90 Kilometer Fußmarsch und eine überwundener Höhenunterschied von 1400 Metern liegen hinter uns. Für mich waren die 3700 Meter Seehöhe am Ende neuer persönlicher Rekord (womit soll ich als Österreich denn schon aufwarten?), für die echten Himalaya-Haudegen lachhaft: Wir haben dort umgedreht, wo die Strecke in einem 12-Stunden-Marsch über einen 5500 –Meter hohen Pass geht – für die 21-Tage Variante, den berühmten Annapurna-Circuit. Vergleichsweise Schnuppertraining also und zugleich Vorgeschmack auf mehr, dennoch: Wir fühlen uns ausreichend beansprucht und blicken mit Genugtuung zurück: Der Treck führte uns durch fast ausgetrocknete Flusstäler in Dörfer, scheinbar lose zusammengesetzt aus Steinen. Die grünen Felder, die diese Dörfer umgeben, wirken in der ansonsten felsig-karstigen, beinahe wüstenähnlichen Gegend unwirklich. Gelobtes Land, das die wenig verbliebene Feuchtigkeit im Boden optimal zu nützen weiß. Uns begegnen Buddhisten in ihren Klöstern, die uns Lammblut in aufgeschnittenen Menschenknochenschädel zeigen, mit dem sie am Tag darauf die Dämonen vertreiben wollen. Die Nähe Tibets wird spürbar. Gebetsfahnen verzieren Innenhöfe. In einem Kloster entdecken wir alte Schriftrollen, die vor der chinesischen Invasion Tibets hierher gerettet worden sind. Am geographischen Höhepunkt unserer Reise, in Mukthinat, treffen wir auf ein räumliches Arrangement der Hinduisten und Buddhisten, offensichtlich für beide ein heiliger Ort, schützen sie sich mit einer gemeinsamen Mauer und Stacheldraht. Innen drin sehe ich erstmals in meinem Leben wilde Hanfpflanzen wachsen – wofür Ökumene gut sein kann…

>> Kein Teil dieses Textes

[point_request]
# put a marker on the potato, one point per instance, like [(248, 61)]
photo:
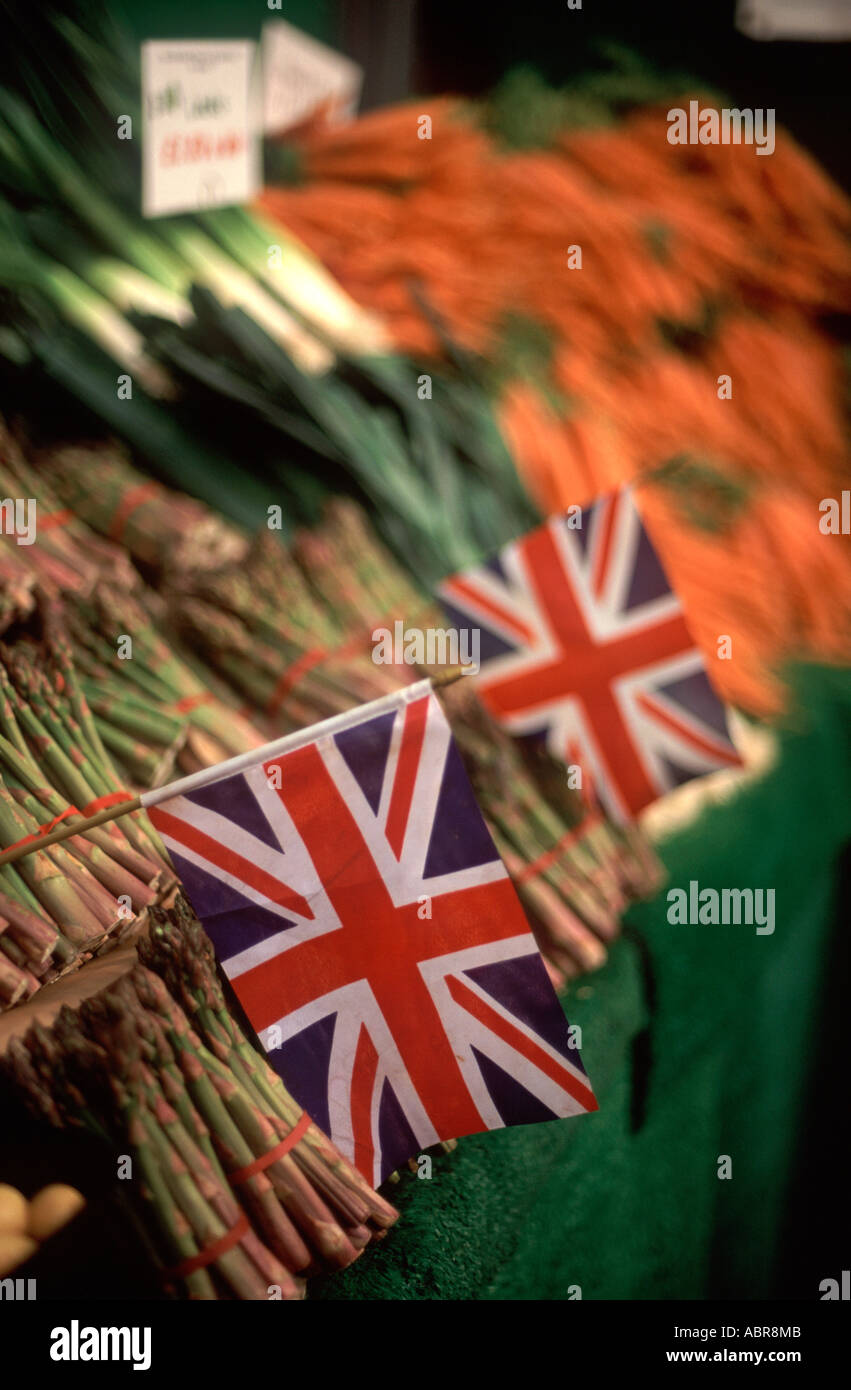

Die Gegend ist auf Touristen ausgerichtet, Zelte nicht notwendig. Wir schlafen in Lodges, die keinen Wunsch offen lassen: Mars, Twix, Chips, Flaschenbiere in mehreren Sorten. Alles herbeigeschleppt von Eseln und Pferden, die vollbepackt während der Tage unseren Weg kreuzen. Der Versuch der regionalen Community, Preis- und Qualitätsstandards im Gebiet zu wahren, konfrontiert uns täglich mit einer Einheitsspeisekarte. Das Wagnis, den Besuchern aus allen Ländern (von Mexiko bis Italien) gerecht zu werden, lässt die regionalen Gerichte handverlesen erscheinen: Tibetisches Brot, köstliche Reis-Curry-Gerichte und sogar hausgemachter Apfel-Brandy geben eine genussvolle Ahnung von der Raffiniertheit einheimischer Küche. Vor manchen Restaurants sehen wir große parabol-ähnliche Spiegel aus Aluminium. Wer es als Empfangsgerät für Globus umspannendes Fernsehen identifiziert, der irrt. Dort wo normalerweise der Empfänger steht, wartet eine Art Tee-Kessel darauf, von der im Aluspiegel reflektierenden Sonne erhitzt zu werden. (Kennt das noch wer aus Yps mit Gimmick?) Amüsant das Blechschild des Sponsors am Fuße des relative großen Gestells: Rogner-Therme Austria. Später sehen wir weitere, finanziert von den „Austrian Friends“.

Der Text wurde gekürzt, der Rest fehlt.